As a scholar-activist working on issues such as sexual assault, Palestine, and anti-fascism, I am used to receiving abusive messages and being publicly maligned. Now, however, attacks on me have reached troubling new heights.
Last month, the Stanford Review, a rightwing publication co-founded by Peter Thiel and based on my university campus, wrote that I have helped set up an “organization [that is] undeniably a chapter of a terrorist group” and demanded my resignation. Their article was picked up by groups like JihadWatch, Campus Fix, Campus Reform, Fox & Friends, and other rightwing media outlets.
The organization I belong to is called the Campus Antifascist Network. We advocate for organized resistance to fascist violence on campus, and for educating our communities and others as to the nature of fascism today. We claim solidarity with a proud tradition of anti-fascism dating back to the early 20th century.
The group was founded shortly after the election of Donald Trump, and responded to the steady rise of a well-funded rightwing campaign on college campuses. We do not – and never would – advocate – for initiating violence.

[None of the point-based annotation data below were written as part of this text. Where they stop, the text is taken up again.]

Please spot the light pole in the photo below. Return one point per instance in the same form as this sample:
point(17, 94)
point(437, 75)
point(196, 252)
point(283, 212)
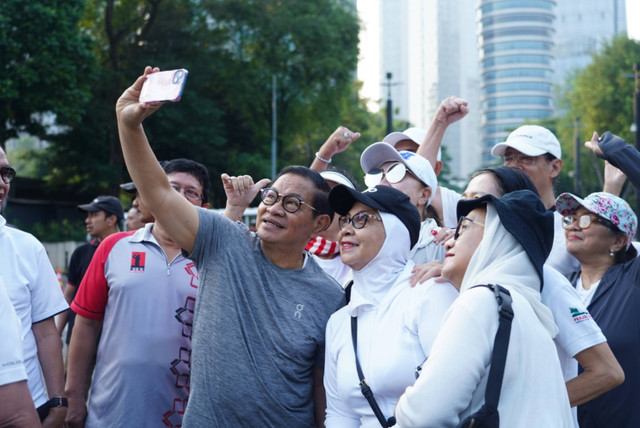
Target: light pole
point(576, 161)
point(636, 120)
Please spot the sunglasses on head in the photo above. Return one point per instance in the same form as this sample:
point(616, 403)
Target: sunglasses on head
point(7, 174)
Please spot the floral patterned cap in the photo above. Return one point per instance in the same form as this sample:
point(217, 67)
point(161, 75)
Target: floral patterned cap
point(607, 206)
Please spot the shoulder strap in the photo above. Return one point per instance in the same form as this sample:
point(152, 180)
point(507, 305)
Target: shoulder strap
point(364, 387)
point(347, 292)
point(500, 344)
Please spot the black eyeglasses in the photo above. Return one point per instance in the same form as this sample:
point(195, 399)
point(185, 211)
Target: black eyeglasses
point(357, 220)
point(7, 174)
point(290, 203)
point(521, 159)
point(462, 225)
point(585, 221)
point(189, 193)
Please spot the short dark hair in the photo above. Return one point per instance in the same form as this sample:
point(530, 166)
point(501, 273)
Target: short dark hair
point(194, 168)
point(320, 199)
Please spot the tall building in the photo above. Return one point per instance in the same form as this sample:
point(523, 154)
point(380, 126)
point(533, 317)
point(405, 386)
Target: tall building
point(516, 40)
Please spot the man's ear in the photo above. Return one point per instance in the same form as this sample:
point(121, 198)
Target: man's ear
point(556, 167)
point(321, 222)
point(620, 242)
point(425, 194)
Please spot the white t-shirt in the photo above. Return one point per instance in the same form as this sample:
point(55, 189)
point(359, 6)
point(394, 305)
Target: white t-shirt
point(578, 330)
point(11, 363)
point(34, 291)
point(333, 267)
point(559, 258)
point(394, 337)
point(143, 371)
point(450, 200)
point(454, 379)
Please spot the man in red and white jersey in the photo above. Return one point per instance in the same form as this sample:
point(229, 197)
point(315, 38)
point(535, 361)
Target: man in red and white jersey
point(140, 291)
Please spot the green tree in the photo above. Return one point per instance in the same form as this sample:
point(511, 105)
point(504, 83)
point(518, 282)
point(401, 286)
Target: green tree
point(232, 49)
point(47, 66)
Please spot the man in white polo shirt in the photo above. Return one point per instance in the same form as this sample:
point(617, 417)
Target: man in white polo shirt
point(140, 291)
point(17, 408)
point(36, 296)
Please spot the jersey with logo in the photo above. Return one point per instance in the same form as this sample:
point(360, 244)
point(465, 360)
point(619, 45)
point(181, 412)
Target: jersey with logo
point(146, 302)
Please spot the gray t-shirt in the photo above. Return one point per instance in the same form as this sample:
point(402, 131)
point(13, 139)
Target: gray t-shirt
point(258, 332)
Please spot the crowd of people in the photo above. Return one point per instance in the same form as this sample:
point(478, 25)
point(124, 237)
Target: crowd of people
point(405, 304)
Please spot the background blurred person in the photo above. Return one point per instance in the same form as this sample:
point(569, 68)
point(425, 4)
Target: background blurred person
point(133, 221)
point(17, 409)
point(599, 230)
point(412, 175)
point(537, 152)
point(395, 323)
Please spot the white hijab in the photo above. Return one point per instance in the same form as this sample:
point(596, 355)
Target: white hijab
point(389, 267)
point(500, 259)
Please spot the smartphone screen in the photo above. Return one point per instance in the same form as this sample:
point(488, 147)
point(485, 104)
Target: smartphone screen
point(163, 86)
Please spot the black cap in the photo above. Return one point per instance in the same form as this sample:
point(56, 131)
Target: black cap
point(129, 187)
point(109, 204)
point(523, 214)
point(381, 198)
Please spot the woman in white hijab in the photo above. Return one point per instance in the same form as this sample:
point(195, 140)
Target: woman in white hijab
point(498, 241)
point(394, 324)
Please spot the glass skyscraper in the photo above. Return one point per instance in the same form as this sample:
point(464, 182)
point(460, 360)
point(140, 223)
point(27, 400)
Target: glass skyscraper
point(515, 40)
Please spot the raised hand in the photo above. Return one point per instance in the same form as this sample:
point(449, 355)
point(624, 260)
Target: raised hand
point(338, 141)
point(451, 110)
point(240, 191)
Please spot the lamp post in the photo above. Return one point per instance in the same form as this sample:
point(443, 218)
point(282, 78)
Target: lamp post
point(389, 105)
point(274, 115)
point(576, 164)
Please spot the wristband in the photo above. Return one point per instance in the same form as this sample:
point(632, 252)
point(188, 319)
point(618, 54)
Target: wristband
point(58, 402)
point(327, 161)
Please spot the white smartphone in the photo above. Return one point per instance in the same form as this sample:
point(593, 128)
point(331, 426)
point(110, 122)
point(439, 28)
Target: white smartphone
point(163, 86)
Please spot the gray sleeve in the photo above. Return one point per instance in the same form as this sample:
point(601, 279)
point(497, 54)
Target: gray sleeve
point(621, 155)
point(214, 232)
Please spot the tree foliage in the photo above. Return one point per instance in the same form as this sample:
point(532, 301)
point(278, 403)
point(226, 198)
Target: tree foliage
point(601, 96)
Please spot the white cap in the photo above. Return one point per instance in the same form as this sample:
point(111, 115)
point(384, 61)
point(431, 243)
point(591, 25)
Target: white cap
point(379, 153)
point(414, 134)
point(532, 140)
point(336, 177)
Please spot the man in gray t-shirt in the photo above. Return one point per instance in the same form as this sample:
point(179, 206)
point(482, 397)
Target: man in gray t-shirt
point(262, 304)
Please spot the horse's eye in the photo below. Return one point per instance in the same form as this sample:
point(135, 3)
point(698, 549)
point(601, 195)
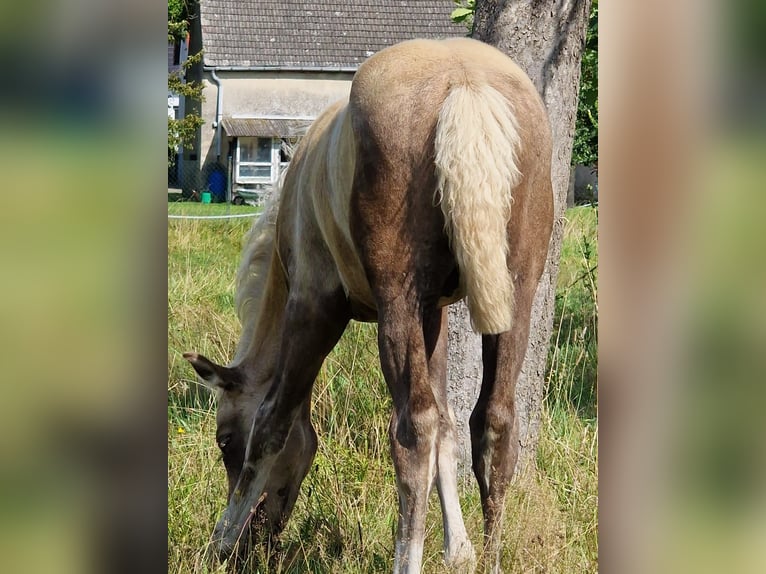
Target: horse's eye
point(224, 441)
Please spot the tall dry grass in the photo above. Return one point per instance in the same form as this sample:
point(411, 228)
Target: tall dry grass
point(345, 517)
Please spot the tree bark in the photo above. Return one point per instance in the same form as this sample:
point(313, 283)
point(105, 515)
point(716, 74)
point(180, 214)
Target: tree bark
point(546, 39)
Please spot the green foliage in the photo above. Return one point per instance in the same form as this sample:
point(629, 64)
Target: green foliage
point(585, 149)
point(463, 14)
point(573, 356)
point(182, 131)
point(178, 23)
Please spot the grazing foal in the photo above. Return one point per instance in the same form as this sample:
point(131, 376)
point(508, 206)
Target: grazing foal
point(432, 183)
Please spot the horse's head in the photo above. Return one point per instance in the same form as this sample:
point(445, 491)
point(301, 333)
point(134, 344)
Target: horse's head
point(252, 512)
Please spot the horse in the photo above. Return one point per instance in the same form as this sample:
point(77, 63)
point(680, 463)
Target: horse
point(429, 184)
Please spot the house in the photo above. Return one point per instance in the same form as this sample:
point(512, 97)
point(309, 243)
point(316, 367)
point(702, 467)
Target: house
point(269, 69)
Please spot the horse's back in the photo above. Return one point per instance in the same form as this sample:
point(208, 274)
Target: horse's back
point(397, 93)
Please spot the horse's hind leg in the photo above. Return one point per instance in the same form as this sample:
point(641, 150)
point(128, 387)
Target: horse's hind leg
point(458, 550)
point(414, 422)
point(494, 426)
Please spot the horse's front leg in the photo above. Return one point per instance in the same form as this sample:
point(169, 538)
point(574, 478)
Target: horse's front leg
point(312, 327)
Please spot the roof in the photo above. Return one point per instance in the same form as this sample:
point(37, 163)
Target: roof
point(311, 34)
point(265, 127)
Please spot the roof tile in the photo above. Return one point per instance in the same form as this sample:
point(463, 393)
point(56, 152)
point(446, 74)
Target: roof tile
point(303, 33)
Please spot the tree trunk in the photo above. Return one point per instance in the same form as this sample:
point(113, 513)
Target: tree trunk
point(545, 38)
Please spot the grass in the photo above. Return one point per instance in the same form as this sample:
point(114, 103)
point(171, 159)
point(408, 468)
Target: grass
point(345, 517)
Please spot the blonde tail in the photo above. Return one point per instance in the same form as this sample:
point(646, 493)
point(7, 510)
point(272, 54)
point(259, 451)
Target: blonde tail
point(477, 143)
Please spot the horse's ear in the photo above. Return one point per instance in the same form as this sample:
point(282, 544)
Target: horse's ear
point(214, 375)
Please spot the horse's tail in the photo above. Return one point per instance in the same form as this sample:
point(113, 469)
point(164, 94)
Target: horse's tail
point(476, 148)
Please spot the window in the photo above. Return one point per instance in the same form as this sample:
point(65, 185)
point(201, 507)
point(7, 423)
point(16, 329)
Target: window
point(257, 160)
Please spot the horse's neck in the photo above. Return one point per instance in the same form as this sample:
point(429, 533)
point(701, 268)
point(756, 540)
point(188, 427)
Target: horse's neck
point(261, 299)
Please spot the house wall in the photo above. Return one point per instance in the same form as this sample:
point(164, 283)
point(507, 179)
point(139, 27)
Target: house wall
point(259, 94)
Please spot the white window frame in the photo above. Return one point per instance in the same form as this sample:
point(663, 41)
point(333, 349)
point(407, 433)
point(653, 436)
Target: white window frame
point(273, 165)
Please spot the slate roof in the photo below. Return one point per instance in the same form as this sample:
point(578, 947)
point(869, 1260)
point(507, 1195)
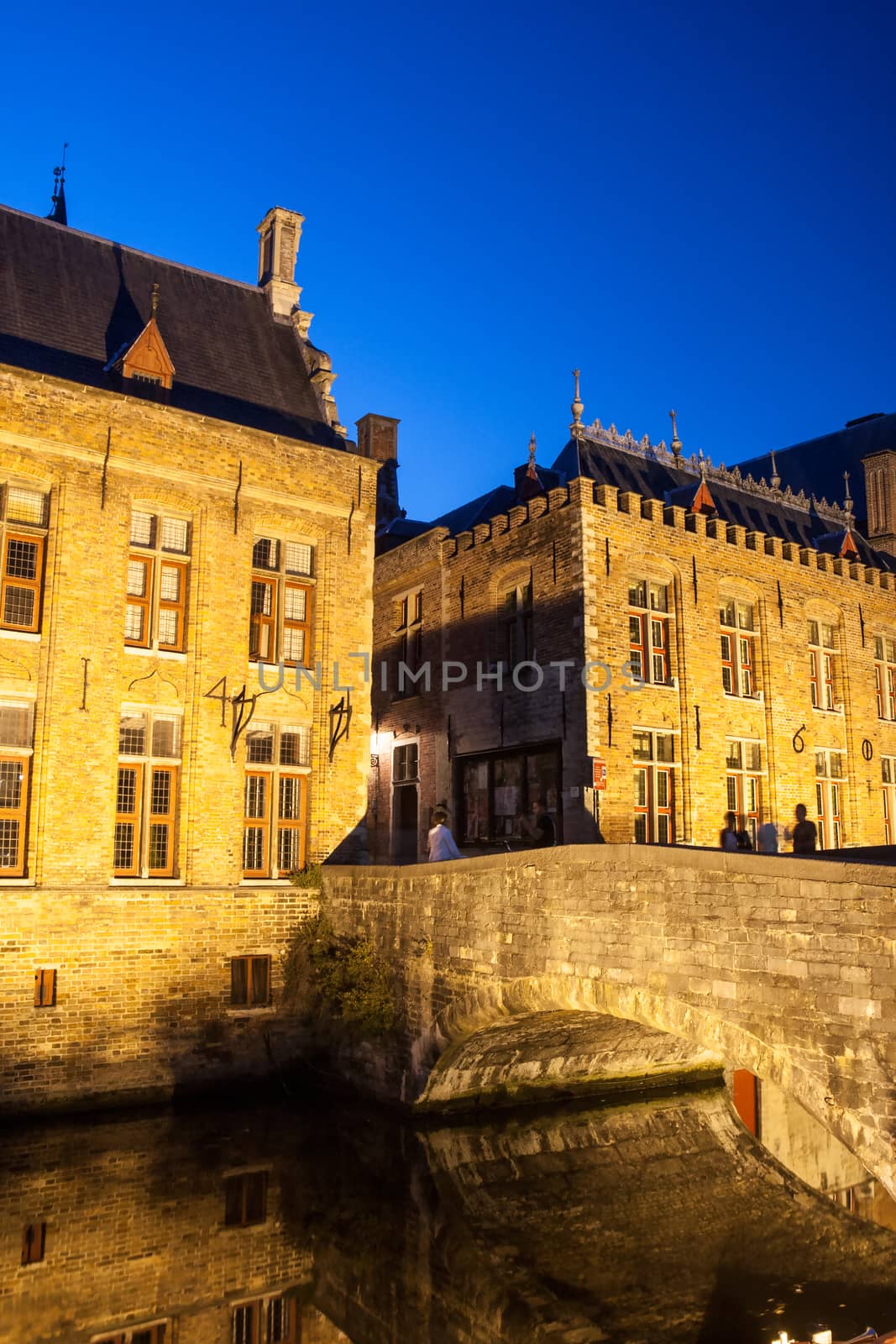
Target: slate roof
point(70, 304)
point(819, 464)
point(758, 511)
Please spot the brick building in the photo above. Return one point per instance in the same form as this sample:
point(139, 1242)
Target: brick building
point(728, 638)
point(183, 517)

The attack on me is part of a broader phenomenon noted by the American Association of University Professors, which claims that college campuses are the new battleground for conservative groups, far-right organizations and white supremacists. These groups are all trying to intimidate faculty and students, to recruit members, and to attract publicity. Not just careers and reputations are on the line – often personal safety is as well.
Today, we are seeing the resurgence of a wretched phenomenon we thought we had put behind us – McCarthyism, which involves “the use of tactics involving personal attacks on individuals by means of widely publicized indiscriminate allegations especially on the basis of unsubstantiated charges”.